Nebenbei gesagt, ich bin jetzt über 60 und in jeder Hinsicht ungespritzt, trage noch alle meine Originalteile in mir und stehe zu Falten, weil sie zu mir und meinem Leben gehören. Das noch immer äußerst spannend ist!

Karola Bady

 

Gastbeiträge geben die Meinung des Autors wieder.

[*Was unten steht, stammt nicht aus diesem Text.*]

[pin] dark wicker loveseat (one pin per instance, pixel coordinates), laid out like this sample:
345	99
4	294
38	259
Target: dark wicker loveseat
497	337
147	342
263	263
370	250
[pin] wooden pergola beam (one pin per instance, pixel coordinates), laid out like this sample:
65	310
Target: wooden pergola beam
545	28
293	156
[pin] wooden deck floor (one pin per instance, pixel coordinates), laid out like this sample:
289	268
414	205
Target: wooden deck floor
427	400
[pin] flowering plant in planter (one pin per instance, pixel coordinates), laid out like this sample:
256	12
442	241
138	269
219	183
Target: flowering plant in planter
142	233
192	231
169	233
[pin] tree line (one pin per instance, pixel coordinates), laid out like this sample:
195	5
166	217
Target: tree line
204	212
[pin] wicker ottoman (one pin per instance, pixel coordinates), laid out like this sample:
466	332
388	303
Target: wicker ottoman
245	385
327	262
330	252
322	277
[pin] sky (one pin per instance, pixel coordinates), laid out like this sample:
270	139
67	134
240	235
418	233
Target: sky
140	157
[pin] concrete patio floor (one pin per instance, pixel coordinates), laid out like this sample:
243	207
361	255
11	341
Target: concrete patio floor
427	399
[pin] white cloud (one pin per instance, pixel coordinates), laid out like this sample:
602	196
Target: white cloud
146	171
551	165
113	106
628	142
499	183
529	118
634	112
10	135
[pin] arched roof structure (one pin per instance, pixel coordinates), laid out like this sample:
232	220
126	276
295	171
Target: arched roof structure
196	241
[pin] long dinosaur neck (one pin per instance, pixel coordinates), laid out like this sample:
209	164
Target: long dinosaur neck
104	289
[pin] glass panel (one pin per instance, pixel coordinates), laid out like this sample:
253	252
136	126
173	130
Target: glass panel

Ein Gedanke zu „Spritzen gegen Falten nicht nur für die Alten – Wann fing das an mit dem Jugendwahn?“

  1. Zur sogenannten Abnehmspritze sage ich im Text extra nichts. Eben meldet aber RTL einen Fall aus England, da bricht die Frau direkt nach der Injektion zusammen. Allerdings war in der Spritze Insulin statt Ozempic? Oder wie das heißt. Vielleicht doch lieber die Ernährung umstellen statt Wunder sus der Nadel?